Разочарование его было таким полным и всеобъемлющим, что он не знал, как с ним совладать. Он советовался с друзьями. Искал ответа в художественной литературе. Ходил к бабке-ворожее. И… запил.
Тут он впервые увидел белого бычка. Бычок лежал на берегу величавой реки Иртыш в окружении кокосовых пальм и жевал мимозы.
Протрезвев, Федя испугался. И от страха… моментально запил.
Тогда он вторично увидел белого бычка. Бычок приветливо махнул коротким хвостиком и залез на баобаб.
Федя задрожал.
— Завязываю, братцы, — объявил всем. — Покупаю машину. Шофер всегда трезв.
Собрал волю в кулак.
Побрился с одеколоном.
И… запил.
В последний раз. Так и объяснил: «Отмечаю Последний Запой. Праздник значит.
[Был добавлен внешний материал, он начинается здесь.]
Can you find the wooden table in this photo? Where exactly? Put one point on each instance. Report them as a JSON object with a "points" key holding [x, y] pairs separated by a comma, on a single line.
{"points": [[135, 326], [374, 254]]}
Поэтому и запиваю».
СЮЖЕТЫ ЗА ПОЛТИННИК
Автор трагедии Геков и писатель-юморист Чуков мирно жили по соседству, дружили и сотрудничали в одном и том же местном издательстве «Подожди». Геков, нервный, взъерошенный, прятался за огромными очками. Чуков, круглый, шумный, постоянно надувал мясистые щеки, чтоб казаться больше самого себя.
После завершения драмы «Смерть в курятнике» Геков находился в полосе творческого бессилия. Конкурирующий старик Шекспир, пользуясь преимуществом в дате рождения, расхватал лакомые трагедийные кусочки. Чуков был, примерно, в такой же ситуации. Великие сатирики съели все смешное, а пережеванное не столь приятно.
В поисках сюжетов месяцами сидели они у аккуратной дыры в заборе кооперативной дачи, интенсивно наблюдая жизнь. Но испытанное средство не помогало.
И тут их навестила блестящая идея.
Скоро в газете «Вечерний звон» появилось два объявления. Каждое обещало пятьдесят копеек. Одно — тому, кто откроет трагедию своей жизни, второе любому, кто расскажет комедию. Указывались адреса и время приема.
В назначенный срок к Гекову зашел человек в цветной феске с проволочной клеткой, болтающейся на шее.
— Нет повести печальнее на свете, — сказал он. — Был у меня дрессированный бегемот Мока. Вы, наверное, видели: известный номер — бегемот играет на скрипке и жонглирует кастрюлями. Европа, Азия, аплодисменты, ангажементы. Конечно, играл на скрипке я сам, но держал ее он — это совершенно точно. И вдруг нелепая мысль: продать бегемота и купить сиамского кота в паре с гималайским медведем. С медведем я не поладил, кот убежал. Остался подарок друзей — попугай. Но кто сейчас слушает попугая! — он жалобно втянул запах кухни.
Пока дрессировщика кормили борщом, обиженный поэт-песенник жаловался на прессу. Его лирической песенке «Стоят валы карданные» газета посвятила язвительный фельетон. В отчаянии он хотел утопиться.
Томный, плаксивый юноша поведал древнюю неинтересную историю с неверной возлюбленной.
Геков за такие сюжеты отказывался платить, но юнец наполнил дождевую бадью слезами и добился своего.
Растолкав животом толпу, первым к юмористу ворвался дебелый весельчак. «Ха-ха-ха!» — заорал влетевший следом попугай и, взглянув на Чукова, надул щеки.
— Был у меня дрессированный крокодил Мика, — задыхаясь от смеха, сказал толстяк. — Популярное ревю: крокодил поет частушки, а заяц аккомпанирует на бубне. О, боже! Какие хлопоты! Ванны, массажи, пассажи, что ни вечер, сами понимаете, новый заяц. Наконец-то я сбыл чудовище и приобрел эту прелесть. Доходов больше! Никаких забот! И вообще, оказывается, попугай — душа любого общества! Хи-ха-ха!
За ним прорвался молодой поэт с нарисованной седой прядью.
— Коллега, вы знаете лирический стиш «Затарахтела мотовозка?» Нет? Теперь узнаете. Вчера появилась разгромная рецензия. Я устал давать автографы.